THE SPANISH economy officially entered a state of deflation in October, with the country’s consumer price index falling into negative figures, according to official figures.
Fulfilling recent fears of falling prices in Europe, and despite an official end to the country’s two-year recession at the end of October, the consumer price index (CPI) fell by 0.1 per cent between October 2012 and last month, the National Statistics Institute said.
Spain’s rate of inflation shows little sign of returning to the European Central Bank’s (ECB) target level of close to two per cent.
As recently as the start of the year, Spain’s CPI was running above two per cent, before a slow downward climb from the middle of this year.
Industrial production figures for the wider Eurozone in September were also announced yesterday, with a 0.5 per cent drop recorded from August.
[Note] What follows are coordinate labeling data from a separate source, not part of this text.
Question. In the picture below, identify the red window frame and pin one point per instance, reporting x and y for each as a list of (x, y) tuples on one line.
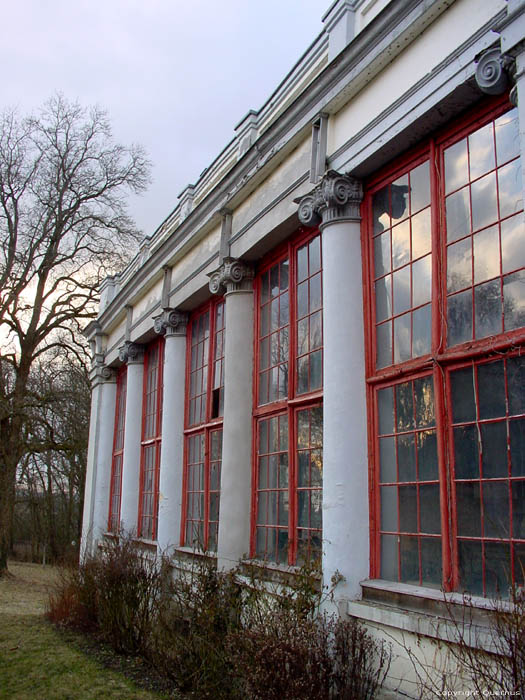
[(115, 491), (290, 488), (204, 398), (151, 440), (444, 359)]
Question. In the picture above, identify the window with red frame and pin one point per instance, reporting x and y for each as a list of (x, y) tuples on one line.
[(151, 441), (203, 434), (118, 450), (287, 523), (446, 374)]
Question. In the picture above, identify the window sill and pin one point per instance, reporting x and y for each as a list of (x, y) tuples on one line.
[(426, 612)]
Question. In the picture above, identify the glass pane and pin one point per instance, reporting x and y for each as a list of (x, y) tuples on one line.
[(484, 204), (408, 508), (384, 344), (512, 240), (487, 301), (316, 370), (389, 508), (402, 338), (409, 560), (314, 249), (459, 318), (421, 281), (507, 136), (427, 455), (459, 265), (382, 254), (399, 195), (421, 238), (481, 151), (456, 166), (383, 294), (463, 405), (424, 397), (381, 210), (404, 407), (510, 189), (387, 459), (517, 446), (302, 263), (401, 244), (518, 509), (470, 571), (496, 509), (431, 557), (486, 254), (421, 331), (429, 508), (401, 284), (458, 215), (514, 300), (516, 385), (466, 452), (419, 187), (406, 456), (497, 569), (491, 390), (468, 509), (389, 566), (385, 401)]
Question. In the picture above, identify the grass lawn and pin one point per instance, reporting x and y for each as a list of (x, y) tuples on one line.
[(39, 662)]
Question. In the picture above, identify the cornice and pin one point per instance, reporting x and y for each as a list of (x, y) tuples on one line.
[(400, 21)]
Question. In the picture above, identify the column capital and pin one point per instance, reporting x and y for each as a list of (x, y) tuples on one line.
[(132, 353), (495, 71), (101, 374), (336, 198), (234, 274), (171, 322)]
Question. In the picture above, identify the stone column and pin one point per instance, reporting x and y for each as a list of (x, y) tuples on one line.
[(133, 354), (334, 206), (172, 324), (235, 278), (100, 449)]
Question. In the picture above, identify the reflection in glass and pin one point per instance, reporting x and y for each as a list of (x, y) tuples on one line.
[(512, 243), (487, 300), (514, 300), (510, 189), (460, 318), (419, 187), (486, 254), (484, 204), (456, 166), (481, 151), (458, 215)]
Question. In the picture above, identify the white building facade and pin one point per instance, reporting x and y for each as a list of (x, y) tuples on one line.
[(319, 353)]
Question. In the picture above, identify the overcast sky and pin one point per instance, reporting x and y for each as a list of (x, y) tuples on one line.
[(175, 76)]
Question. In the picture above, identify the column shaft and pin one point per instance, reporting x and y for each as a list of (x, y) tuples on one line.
[(131, 454), (235, 499), (171, 462)]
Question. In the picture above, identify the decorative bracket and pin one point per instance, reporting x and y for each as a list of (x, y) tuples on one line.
[(171, 322), (232, 275), (336, 198)]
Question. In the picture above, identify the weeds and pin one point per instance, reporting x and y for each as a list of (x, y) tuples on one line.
[(222, 635)]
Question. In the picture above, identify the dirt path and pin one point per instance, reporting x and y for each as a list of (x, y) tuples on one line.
[(25, 590)]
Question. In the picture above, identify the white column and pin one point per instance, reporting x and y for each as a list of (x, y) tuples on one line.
[(100, 446), (173, 324), (134, 356), (345, 460), (236, 472)]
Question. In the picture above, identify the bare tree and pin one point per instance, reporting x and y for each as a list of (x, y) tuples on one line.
[(63, 228)]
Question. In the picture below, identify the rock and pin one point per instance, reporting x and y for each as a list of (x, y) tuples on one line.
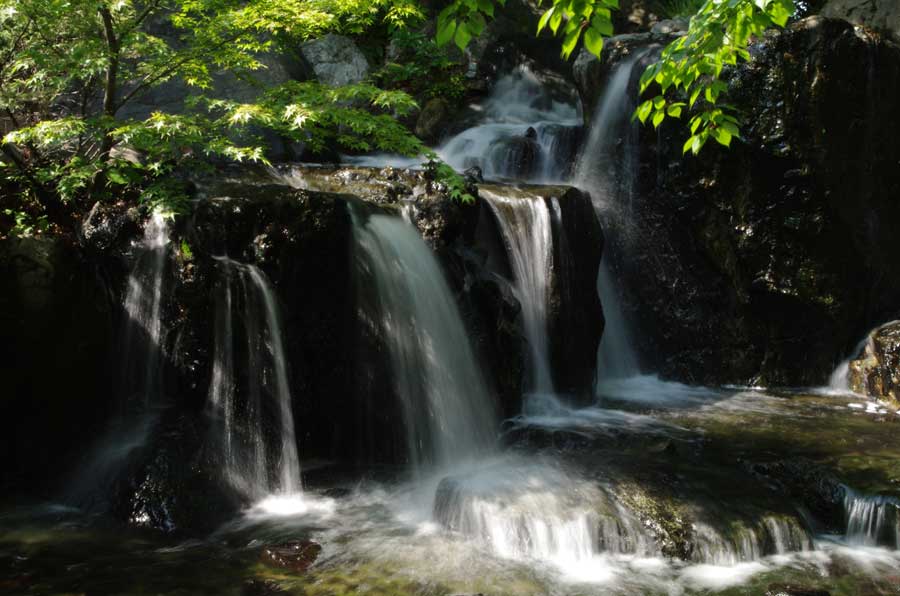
[(794, 590), (881, 15), (295, 555), (876, 372), (173, 482), (262, 587), (432, 120), (515, 157), (766, 262), (335, 60)]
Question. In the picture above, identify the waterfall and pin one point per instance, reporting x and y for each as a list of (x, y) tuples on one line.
[(142, 356), (447, 408), (526, 227), (531, 510), (523, 133), (872, 519), (607, 170), (242, 395)]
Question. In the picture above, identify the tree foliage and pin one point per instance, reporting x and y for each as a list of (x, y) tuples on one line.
[(70, 68), (689, 70)]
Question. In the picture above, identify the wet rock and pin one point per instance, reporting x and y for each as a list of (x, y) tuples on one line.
[(765, 263), (812, 485), (335, 60), (881, 15), (295, 555), (432, 121), (262, 587), (515, 157), (794, 590), (876, 372)]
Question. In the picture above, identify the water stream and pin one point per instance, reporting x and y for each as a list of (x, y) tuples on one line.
[(247, 376), (447, 408)]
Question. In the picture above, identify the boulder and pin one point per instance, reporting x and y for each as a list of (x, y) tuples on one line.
[(876, 372), (764, 263), (295, 555), (335, 60), (880, 15), (433, 119)]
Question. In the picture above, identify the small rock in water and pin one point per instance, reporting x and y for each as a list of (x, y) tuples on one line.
[(794, 590), (294, 555), (262, 587)]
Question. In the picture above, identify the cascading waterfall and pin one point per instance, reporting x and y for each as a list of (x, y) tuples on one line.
[(520, 124), (241, 396), (872, 519), (536, 511), (526, 227), (447, 408), (607, 170), (142, 380)]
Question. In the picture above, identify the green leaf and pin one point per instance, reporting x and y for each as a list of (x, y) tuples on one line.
[(593, 41), (643, 112), (545, 18), (462, 37), (569, 42), (445, 32)]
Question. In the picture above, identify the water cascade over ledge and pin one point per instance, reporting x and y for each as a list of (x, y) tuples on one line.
[(447, 408), (250, 384)]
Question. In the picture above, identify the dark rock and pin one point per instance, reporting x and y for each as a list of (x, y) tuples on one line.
[(335, 60), (515, 157), (296, 555), (432, 121), (794, 590), (765, 263), (881, 15), (262, 587), (876, 372)]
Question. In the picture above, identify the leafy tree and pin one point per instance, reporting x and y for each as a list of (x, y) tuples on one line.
[(689, 70), (69, 67)]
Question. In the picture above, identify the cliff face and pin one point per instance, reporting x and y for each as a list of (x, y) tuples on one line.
[(767, 262)]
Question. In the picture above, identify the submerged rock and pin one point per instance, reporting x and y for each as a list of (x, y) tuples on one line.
[(876, 372), (335, 60), (295, 555)]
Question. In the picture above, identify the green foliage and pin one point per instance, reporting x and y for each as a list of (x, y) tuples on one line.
[(673, 9), (688, 75), (464, 19), (450, 178), (421, 68), (68, 67)]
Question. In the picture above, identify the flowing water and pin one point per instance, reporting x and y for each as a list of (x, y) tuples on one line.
[(447, 408), (142, 370), (607, 169), (241, 390), (526, 227)]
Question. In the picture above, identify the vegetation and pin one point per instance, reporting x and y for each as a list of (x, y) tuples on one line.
[(689, 70), (72, 70)]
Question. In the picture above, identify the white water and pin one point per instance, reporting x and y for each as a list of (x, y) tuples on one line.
[(238, 390), (872, 519), (517, 102), (606, 170), (525, 223), (448, 411), (143, 306)]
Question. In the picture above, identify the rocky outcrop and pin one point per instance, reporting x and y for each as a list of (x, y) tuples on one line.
[(335, 60), (876, 372), (764, 263), (880, 15), (58, 323)]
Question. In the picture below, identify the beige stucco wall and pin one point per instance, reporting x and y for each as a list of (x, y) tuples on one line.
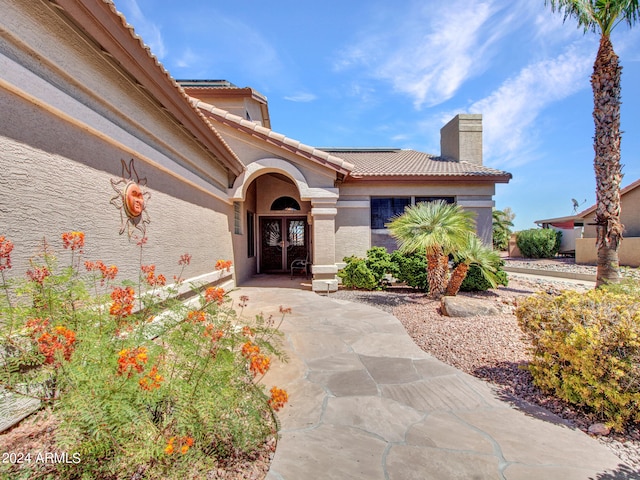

Despite the end of the Eurozone’s technical recession, production is still lower than it was throughout the majority of 2011.
Of the large economies in the region, Germany and France saw declines of 0.8 and 0.4 per cent respectively, while Italy and Spain saw moderate improvements of 0.4 and 0.7 per cent. The euro area’s industry was still in a better place than it was during September 2012’s slump, with production up 1.1 per cent over the year.
Portuguese figures yesterday confirmed the trend of deflation in the periphery of the Eurozone, with consumer prices falling by 0.2 per cent over the year to October.
Similarly, the Greek economy has been hit by the currency union’s most prolonged bout of deflation, with annual CPI in negative figures for the past eight months.
The ECB trimmed the currency union’s benchmark interest rate last week, from 0.5 per cent to 0.25 per cent, after inflation across the region came in at only 0.7 per cent for October.